For examples to connect to various Kafka API compatitable message platforms, please check this doc.

Timeplus External Stream

CREATE EXTERNAL STREAM [IF NOT EXISTS] stream_name (<col_name1> <col_type>)
SETTINGS
type = 'timeplus',
hosts = '<ip_or_host_of_timeplusd>',
db = 'default',
user = '<user>',
password = '<password>',
secure = <bool>,
stream = '<stream_name>'

Settings:

  • hosts: the IP or host for the remote timeplusd. When you set a set of hosts with ports, e.g. 'host1:port1,host2:port2', this will treat each host as a shard. hosts is required and there is no default value.
  • db: the database name in the remote Timeplusd. The default value is 'default'.
  • user: the user name for the remote Timeplusd. The default value is 'default'.
  • password: the password for the remote Timeplusd. The default value is an empty string.
  • secure: a bool for whether to use secure connection to the remote Timeplusd. The default value is false. Use port 9440 when secure is set to true, otherwise use port 8463.
  • stream: the stream name in the remote Timeplusd. It's required and there is no default value.

Examples

Migrate data from Timeplus Proton to Timeplus Enterprise

If you have deployed Timeplus Proton and want to load those data to a Timeplus Enterprise deployment, you cannot upgrade in place.
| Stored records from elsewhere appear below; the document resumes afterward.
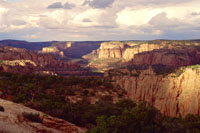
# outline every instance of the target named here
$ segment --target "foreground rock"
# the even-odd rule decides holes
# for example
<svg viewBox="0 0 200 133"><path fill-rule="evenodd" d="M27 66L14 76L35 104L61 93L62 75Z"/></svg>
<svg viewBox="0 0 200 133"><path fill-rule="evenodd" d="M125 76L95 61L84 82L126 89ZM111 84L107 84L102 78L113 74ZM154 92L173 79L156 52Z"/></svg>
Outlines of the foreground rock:
<svg viewBox="0 0 200 133"><path fill-rule="evenodd" d="M99 49L83 56L88 66L104 72L131 65L170 65L173 67L200 63L200 43L195 41L103 42Z"/></svg>
<svg viewBox="0 0 200 133"><path fill-rule="evenodd" d="M42 112L0 99L4 112L0 111L0 132L3 133L83 133L85 129ZM23 113L40 114L42 123L32 122Z"/></svg>
<svg viewBox="0 0 200 133"><path fill-rule="evenodd" d="M115 86L125 89L130 99L146 101L165 115L200 115L199 65L176 71L153 70L151 67L112 70L106 76L114 81Z"/></svg>

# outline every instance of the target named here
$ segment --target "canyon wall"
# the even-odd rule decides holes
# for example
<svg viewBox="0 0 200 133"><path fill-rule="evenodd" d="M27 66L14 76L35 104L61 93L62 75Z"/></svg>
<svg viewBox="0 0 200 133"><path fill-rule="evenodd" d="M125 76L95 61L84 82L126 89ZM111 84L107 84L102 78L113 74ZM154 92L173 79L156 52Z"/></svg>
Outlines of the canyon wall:
<svg viewBox="0 0 200 133"><path fill-rule="evenodd" d="M130 61L138 54L151 52L153 50L171 50L179 49L185 46L200 46L199 43L183 42L103 42L99 49L94 50L91 54L98 55L99 59L121 58Z"/></svg>
<svg viewBox="0 0 200 133"><path fill-rule="evenodd" d="M0 99L1 106L4 108L0 112L0 132L1 133L84 133L86 129L78 127L67 121L51 117L42 112ZM39 114L42 123L32 122L23 113Z"/></svg>
<svg viewBox="0 0 200 133"><path fill-rule="evenodd" d="M125 89L134 101L146 101L169 116L200 115L200 66L180 68L168 75L146 70L112 70L106 77Z"/></svg>
<svg viewBox="0 0 200 133"><path fill-rule="evenodd" d="M40 71L57 73L79 70L80 66L78 64L57 60L51 54L38 54L37 52L21 48L0 47L0 69L5 72L17 73Z"/></svg>

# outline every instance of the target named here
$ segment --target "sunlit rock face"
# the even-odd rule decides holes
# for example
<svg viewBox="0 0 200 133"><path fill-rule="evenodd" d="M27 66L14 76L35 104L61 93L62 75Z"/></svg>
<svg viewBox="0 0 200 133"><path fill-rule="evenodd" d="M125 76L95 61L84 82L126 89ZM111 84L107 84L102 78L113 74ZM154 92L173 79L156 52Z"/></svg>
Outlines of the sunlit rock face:
<svg viewBox="0 0 200 133"><path fill-rule="evenodd" d="M56 47L45 47L42 48L42 53L59 53L60 51Z"/></svg>
<svg viewBox="0 0 200 133"><path fill-rule="evenodd" d="M169 116L200 115L200 66L188 66L166 72L112 70L106 77L125 89L130 99L146 101Z"/></svg>
<svg viewBox="0 0 200 133"><path fill-rule="evenodd" d="M0 111L0 132L1 133L84 133L82 129L67 121L45 115L42 112L0 99L4 111ZM39 114L42 123L32 122L23 117L23 113Z"/></svg>
<svg viewBox="0 0 200 133"><path fill-rule="evenodd" d="M173 67L200 63L200 43L195 41L127 41L103 42L83 58L100 72L131 65L162 64Z"/></svg>

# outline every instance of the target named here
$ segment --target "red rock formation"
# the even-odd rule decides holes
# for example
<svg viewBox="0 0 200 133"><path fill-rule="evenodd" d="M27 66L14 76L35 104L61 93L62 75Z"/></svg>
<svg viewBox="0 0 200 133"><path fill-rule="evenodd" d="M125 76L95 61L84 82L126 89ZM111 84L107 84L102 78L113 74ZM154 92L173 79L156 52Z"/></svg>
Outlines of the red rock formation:
<svg viewBox="0 0 200 133"><path fill-rule="evenodd" d="M0 99L4 112L0 112L0 132L3 133L84 133L86 130L67 121L45 115L20 104ZM23 113L40 114L42 123L31 122Z"/></svg>
<svg viewBox="0 0 200 133"><path fill-rule="evenodd" d="M8 62L7 64L0 64L3 68L2 70L6 72L38 73L39 71L52 71L56 73L56 71L61 70L80 69L79 65L57 60L51 54L38 54L33 51L13 47L0 47L0 60ZM9 61L12 65L9 65ZM17 62L17 64L13 65L12 61ZM20 65L24 64L24 62L31 62L32 64L25 63L25 66Z"/></svg>
<svg viewBox="0 0 200 133"><path fill-rule="evenodd" d="M198 63L200 63L200 52L195 47L145 52L136 54L131 61L131 65L162 64L175 68Z"/></svg>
You can use the Timeplus External Stream to migrate data.

info

The Timeplus Proton need to be 1.5.15 or above.

For example, there is a stream streamA in Timeplus Proton, running on host1.

In your Timeplus Enterprise, you can create the stream with the same name and same schema. Then use a materialized view to load all data from Timeplus Proton to Timeplus Enterprise.

CREATE STREAM streamA(..);

CREATE EXTERNAL STREAM streama_proton
SETTINGS type='timeplus',hosts='host1',stream='streamA';

CREATE MATERIALIZED VIEW proton_to_tp_enterprise INTO streamA
AS SELECT * FROM streama_proton WHERE _tp_time>earliest_ts();

When all data in Proton has been imported into Timeplus Enterprise, you can drop the materialized view.

Upload data from edge server to the cloud

If you deploy Timeplus Proton or Timeplus Enterprise at edge servers, it can collect and process live data with high performance and low footprint. The important data can be uploaded to the other Timeplus Enterprise in the cloud when the internet is available.

For example, on the edge server, you collect the real-time web access log and only want to upload error logs to the server.

CREATE EXTERNAL STREAM stream_in_cloud
SETTINGS type='timeplus',hosts='cloud1',stream='..';

CREATE MATERIALIZED VIEW edge_to_cloud INTO stream_in_cloud
AS SELECT * FROM local_stream WHERE http_code>=400;

When the network is not available, you can pause the materialized view by:

SYSTEM PAUSE MATERIALIZED VIEW edge_to_cloud;

When the network is restored, you can resume it:

SYSTEM UNPAUSE MATERIALIZED VIEW edge_to_cloud;

Limitations

This is a relatively new feature. There are some known limitations which we plan to improve later on.

  • table function is not supported. In order to query all or part of the historical data, you can start a streaming query with WHERE _tp_time>earliest_ts() or WHERE _tp_time>now()-2d.
  • window functions like tumble/hop are not working yet.
  • can't read virtual columns on remote streams.